(VOVworld) – Finance Minister Dinh Tien Dung began the National Assembly Q and A session on Tuesday. His hearing focused on public debt and Vietnam’s ability to pay its debts, the management of budget collection and spending, market price control, and the equitization of state-owned enterprises.
Minister Dung said that Vietnam’s public debt has tended to rise in recent years but has remained within a safe limit, lower than the level set by the National Assembly and the government: “The public debt to GDP ratio has not changed over recent years. It was 53.4% in 2013 lower than the 65% target set by the legislature. Vietnam’s government debt was 41.5% lower than the National Assembly’s 55% target. Moderate GDP growth in the coming year and tight control of economic sustainability will maintain Vietnam’s ability to pay its debts.”

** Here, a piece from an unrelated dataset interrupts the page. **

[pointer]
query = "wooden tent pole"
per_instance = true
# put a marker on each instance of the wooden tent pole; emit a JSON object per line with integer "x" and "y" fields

Minister Dung said Vietnam’s public debts include foreign debts, low-interest ODA, government bonds, and other loans. He added that it was essential to restructure Vietnam’s public debts. He also proposed a roadmap to reduce the budget deficit: “The target is to reduce the budget deficit by 4.5% by next year and 4% by 2020. In the coming years, spending must be cut, particularly frequent expenses while improving spending effectiveness to provide the money for poverty reduction and to ensure national defense and security.”
Minister of Planning and Investment Bui Quang Vinh told the deputies that investment sources are safe and were being used for socio-economic development.